- Born: Daniel Bendisi Kokotajlo
- Education: University of Notre Dame (BA Philosophy, 2014) University of North Carolina at Chapel Hill (MA, 2017)
- Known for: "What 2026 Looks Like" AI 2027 AI 2040: Plan A
- Awards: Maynard Adams Fellowship for the Public Humanities (2019–2020)
- Scientific career
- Fields: Artificial intelligence, AI governance, philosophy
- Workplaces: OpenAI AI Futures Project

= Daniel Kokotajlo =

Artificial intelligence researcher

Daniel Bendisi Kokotajlo is an artificial intelligence (AI) researcher. He was a researcher in the governance division of OpenAI from 2022 to 2024. He leads the AI Futures Project and co-wrote the scenarios AI 2027 and AI 2040: Plan A.

==Biography==
===Education===
Kokotajlo studied at the University of Notre Dame, where he graduated with a BA in philosophy in 2014. He went on to study philosophy in graduate school at the University of North Carolina at Chapel Hill, where he obtained an MA in 2017 under the supervision of John Thomas Roberts. During his doctoral studies in philosophy at UNC, he was a recipient of the 2019–2020 Maynard Adams Fellowship for the Public Humanities.

===OpenAI===
In 2022, he became a researcher in the governance division of OpenAI.

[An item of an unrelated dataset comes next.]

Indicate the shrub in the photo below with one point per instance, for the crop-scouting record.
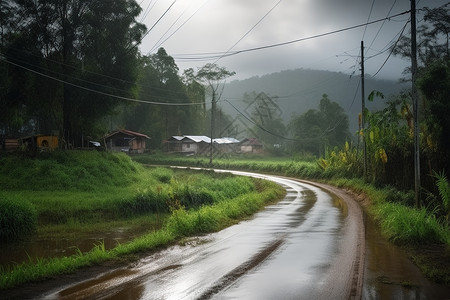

Kokotajlo was one of the organizers of a group of OpenAI employees that claimed the company had a secretive and reckless culture that was taking grave risks in the rush to achieve artificial general intelligence (AGI). When he resigned in 2024, he refused to sign OpenAI's non-disparagement clause, which could have cost him approximately $2 million in equity. As of May 2024, Kokotajlo confirmed he retained the vested equity. In June 2024, he and other current and former AI company employees signed a letter arguing that top frontier AI companies have strong financial incentives to avoid oversight, and calling for a "right to warn" about AI risks without fear of reprisal and while protecting anonymity.

In 2024, Time included him in its TIME100 AI list of the 100 most influential people in artificial intelligence.

===AI forecasting===
In 2021, Kokotajlo wrote a blog post named "What 2026 Looks Like". In 2025, Kevin Roose commented that "A number of his predictions proved prescient."

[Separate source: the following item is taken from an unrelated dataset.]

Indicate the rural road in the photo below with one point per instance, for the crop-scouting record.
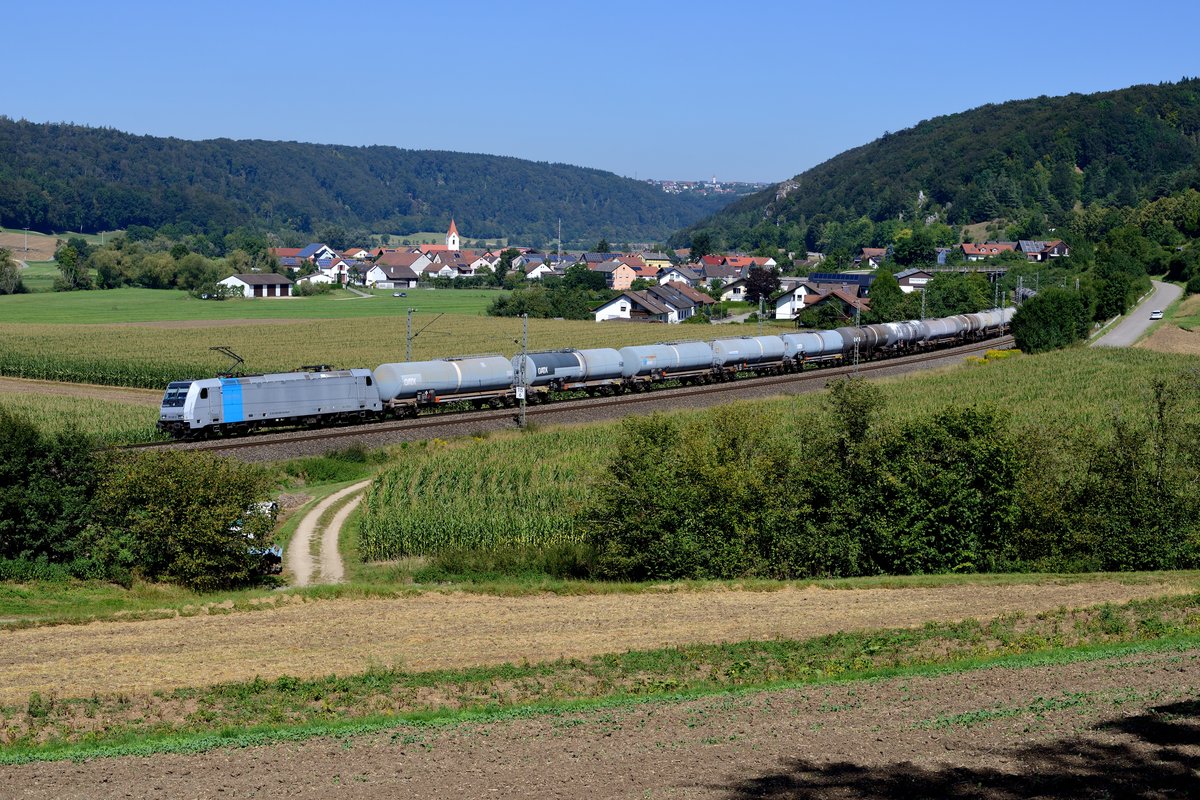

He cofounded and leads the AI Futures Project, a nonprofit based in Berkeley, California which researches the future impact of artificial intelligence. In April 2025, the organization released AI 2027, a detailed forecast scenario predicting rapid progress in the automation of software development and AI research, followed by AGI. It laid out a scenario in which fully autonomous AI agents would be better than humans at "everything" around the end of 2027, imagining its impacts on the economy, domestic politics and international relations. The scenario has two alternative endings, exploring continued competition and a slowdown in AI development. Ali Farhadi, chief executive of the Allen Institute for Artificial Intelligence, criticized the forecast as insufficiently grounded in scientific evidence.

In December 2025, Kokotajlo and his colleagues published updated forecasts placing full coding automation in the early 2030s.

AI 2040: Plan A, a follow-up to AI 2027 presenting a more optimistic scenario, was published in July 2026. The report recommends delaying the development of superintelligence until 2040.